Elijah Newren Oct. 2, 2019, 3:51 p.m. UTC | #3
On Tue, Oct 1, 2019 at 12:39 PM Elijah Newren <newren@gmail.com> wrote:
>
> On Tue, Oct 1, 2019 at 12:35 PM Denton Liu <liu.denton@gmail.com> wrote:
> >
> > Hi Elijah,
> >
> > Sorry for dragging out this thread for so long...
> >
> > On Tue, Oct 01, 2019 at 11:55:24AM -0700, Elijah Newren wrote:
> >
> > [...]
> >
> > > diff --git a/t/t0050-filesystem.sh b/t/t0050-filesystem.sh
> > > index 192c94eccd..a840919967 100755
> > > --- a/t/t0050-filesystem.sh
> > > +++ b/t/t0050-filesystem.sh
> > > @@ -131,4 +131,25 @@ $test_unicode 'merge (silent unicode normalization)' '
> >
> > I had to change the 25 to a 24 for this to apply cleanly.
> >
> > >       git merge topic
> > >  '
> > >
> > > +test_expect_success CASE_INSENSITIVE_FS 'checkout with no pathspec and a case insensitive fs' '
> > > +     git init repo &&
> > > +     (
> > > +             cd repo &&
> > > +
> > > +             >Gitweb &&
> > > +             git add Gitweb &&
> > > +             git commit -m "add Gitweb" &&
> > > +
> > > +             git checkout --orphan todo &&
> > > +             git reset --hard &&
> > > +             mkdir -p gitweb/subdir &&
> > > +             >gitweb/subdir/file &&
> > > +             git add gitweb &&
> > > +             git commit -m "add gitweb/subdir/file" &&
> > > +
> > > +             git checkout master
> > > +     )
> > > +'
> > > +
> > >  test_done
> >
> > Just wondering, how did you generate this patch? Did you manually edit
> > the last patch and resend it or is this a bug in our diff machinery?
>
> I manually edited because it "was so simple" and of course just
> compounded the problem because I didn't fix the count, as you pointed
> out.  Gah.  Thanks for checking.  Clearly, I'm bouncing between too
> many things this morning, and need to wait until I'm not so distracted
> and rushing so I don't mess things up.  I'll sound out a v4 in a few
> hours when I've cleaned a few other things off my plate.

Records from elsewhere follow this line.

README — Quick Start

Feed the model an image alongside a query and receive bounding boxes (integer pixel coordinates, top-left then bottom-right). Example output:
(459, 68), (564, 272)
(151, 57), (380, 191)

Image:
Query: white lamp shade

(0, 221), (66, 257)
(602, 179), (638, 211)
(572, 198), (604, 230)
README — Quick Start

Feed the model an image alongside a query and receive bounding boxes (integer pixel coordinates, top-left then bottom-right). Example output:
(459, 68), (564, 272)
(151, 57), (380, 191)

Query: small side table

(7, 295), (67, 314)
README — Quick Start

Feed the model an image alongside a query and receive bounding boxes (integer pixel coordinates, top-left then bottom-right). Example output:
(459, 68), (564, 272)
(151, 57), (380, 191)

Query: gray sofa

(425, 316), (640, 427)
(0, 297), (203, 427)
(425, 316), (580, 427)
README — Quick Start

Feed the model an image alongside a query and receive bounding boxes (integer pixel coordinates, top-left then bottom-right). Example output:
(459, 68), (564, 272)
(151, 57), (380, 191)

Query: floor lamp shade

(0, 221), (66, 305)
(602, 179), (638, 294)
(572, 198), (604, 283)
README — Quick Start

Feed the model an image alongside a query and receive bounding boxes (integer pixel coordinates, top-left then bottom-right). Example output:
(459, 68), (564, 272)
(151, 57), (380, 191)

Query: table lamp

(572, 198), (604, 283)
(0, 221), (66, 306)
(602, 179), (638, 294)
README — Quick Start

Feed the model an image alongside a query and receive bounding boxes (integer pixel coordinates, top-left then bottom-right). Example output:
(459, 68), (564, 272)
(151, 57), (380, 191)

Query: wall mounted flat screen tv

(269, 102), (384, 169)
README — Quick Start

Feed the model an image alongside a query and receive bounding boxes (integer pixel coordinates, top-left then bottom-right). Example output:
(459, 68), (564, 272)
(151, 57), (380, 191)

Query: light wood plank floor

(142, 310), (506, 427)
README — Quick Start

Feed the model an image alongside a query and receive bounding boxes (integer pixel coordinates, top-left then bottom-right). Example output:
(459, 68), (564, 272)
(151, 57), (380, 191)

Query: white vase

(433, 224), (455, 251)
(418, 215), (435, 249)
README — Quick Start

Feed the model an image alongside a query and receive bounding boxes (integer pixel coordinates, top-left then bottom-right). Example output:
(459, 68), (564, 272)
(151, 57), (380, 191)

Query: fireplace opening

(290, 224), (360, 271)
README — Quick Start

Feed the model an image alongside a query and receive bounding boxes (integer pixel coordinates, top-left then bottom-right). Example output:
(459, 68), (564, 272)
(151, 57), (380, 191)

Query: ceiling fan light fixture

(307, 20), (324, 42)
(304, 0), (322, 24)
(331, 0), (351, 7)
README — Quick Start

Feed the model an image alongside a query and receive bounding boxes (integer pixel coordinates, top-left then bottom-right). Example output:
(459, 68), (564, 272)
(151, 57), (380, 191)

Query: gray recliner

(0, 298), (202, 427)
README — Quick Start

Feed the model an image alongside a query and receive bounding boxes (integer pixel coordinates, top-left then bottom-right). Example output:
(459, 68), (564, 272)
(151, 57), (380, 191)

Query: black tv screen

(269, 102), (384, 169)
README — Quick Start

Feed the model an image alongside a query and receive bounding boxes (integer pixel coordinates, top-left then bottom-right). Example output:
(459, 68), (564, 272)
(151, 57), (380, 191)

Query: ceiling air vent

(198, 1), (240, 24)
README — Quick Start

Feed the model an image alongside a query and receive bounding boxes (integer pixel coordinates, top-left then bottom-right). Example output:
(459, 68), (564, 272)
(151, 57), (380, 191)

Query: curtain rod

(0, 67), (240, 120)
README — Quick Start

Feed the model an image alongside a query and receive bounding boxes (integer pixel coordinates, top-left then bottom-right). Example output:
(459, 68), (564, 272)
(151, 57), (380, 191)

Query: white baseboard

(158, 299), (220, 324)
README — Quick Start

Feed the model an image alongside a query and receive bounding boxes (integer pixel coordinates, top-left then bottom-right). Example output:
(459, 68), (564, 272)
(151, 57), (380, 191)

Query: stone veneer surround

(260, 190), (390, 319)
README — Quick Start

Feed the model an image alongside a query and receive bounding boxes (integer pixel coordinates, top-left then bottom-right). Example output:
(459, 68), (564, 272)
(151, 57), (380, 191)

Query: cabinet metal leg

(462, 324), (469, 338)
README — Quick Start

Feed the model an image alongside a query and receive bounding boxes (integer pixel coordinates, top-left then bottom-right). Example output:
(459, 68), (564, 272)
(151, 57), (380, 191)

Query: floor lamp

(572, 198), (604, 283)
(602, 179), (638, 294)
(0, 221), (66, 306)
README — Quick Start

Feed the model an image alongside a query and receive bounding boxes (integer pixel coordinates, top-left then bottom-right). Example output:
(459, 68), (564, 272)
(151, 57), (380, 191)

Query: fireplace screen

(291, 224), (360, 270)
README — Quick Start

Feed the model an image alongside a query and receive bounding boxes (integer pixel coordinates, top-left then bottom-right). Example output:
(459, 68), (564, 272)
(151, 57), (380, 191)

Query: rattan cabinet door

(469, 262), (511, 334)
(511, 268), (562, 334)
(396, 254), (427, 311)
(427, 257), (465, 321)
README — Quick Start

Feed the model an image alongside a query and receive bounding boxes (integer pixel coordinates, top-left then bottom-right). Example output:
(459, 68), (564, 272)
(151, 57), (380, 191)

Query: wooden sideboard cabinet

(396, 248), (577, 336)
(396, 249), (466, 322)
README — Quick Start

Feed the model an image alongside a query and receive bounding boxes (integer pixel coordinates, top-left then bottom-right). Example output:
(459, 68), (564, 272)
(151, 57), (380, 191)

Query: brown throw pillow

I was going to send out a new version this morning, but it looks like
Junio already picked up the patch and fixed it up (the tip of
en/clean-nested-with-ignored already has what we want), so I won't
resend after all.  Thanks Denton, SZEDER, and Junio.
SZEDER Gábor Oct. 7, 2019, 6:04 p.m. UTC | #4
On Tue, Oct 01, 2019 at 11:55:24AM -0700, Elijah Newren wrote:
> Commits 404ebceda01c ("dir: also check directories for matching
> pathspecs", 2019-09-17) and 89a1f4aaf765 ("dir: if our pathspec might
> match files under a dir, recurse into it", 2019-09-17) added calls to
> match_pathspec() and do_match_pathspec() passing along their pathspec
> parameter.  Both match_pathspec() and do_match_pathspec() assume the
> pathspec argument they are given is non-NULL.  It turns out that
> unpack-tree.c's verify_clean_subdirectory() calls read_directory() with
> pathspec == NULL, and it is possible on case insensitive filesystems for
> that NULL to make it to these new calls to match_pathspec() and
> do_match_pathspec().  Add appropriate checks on the NULLness of pathspec
> to avoid a segfault.
> 
> In case the negation throws anyone off (one of the calls was to
> do_match_pathspec() while the other was to !match_pathspec(), yet no
> negation of the NULLness of pathspec is used), there are two ways to
> understand the differences:
>   * The code already handled the pathspec == NULL cases before this
>     series, and this series only tried to change behavior when there was
>     a pathspec, thus we only want to go into the if-block if pathspec is
>     non-NULL.
>   * One of the calls is for whether to recurse into a subdirectory, the
>     other is for after we've recursed into it for whether we want to
>     remove the subdirectory itself (i.e. the subdirectory didn't match
>     but something under it could have).  That difference in situation
>     leads to the slight differences in logic used (well, that and the
>     slightly unusual fact that we don't want empty pathspecs to remove
>     untracked directories by default).
> 
> Denton found and analyzed one issue and provided the patch for the
> match_pathspec() call, SZEDER figured out why the issue only reproduced
> for some folks and not others and provided the testcase, and I looked
> through the remainder of the series and noted the do_match_pathspec()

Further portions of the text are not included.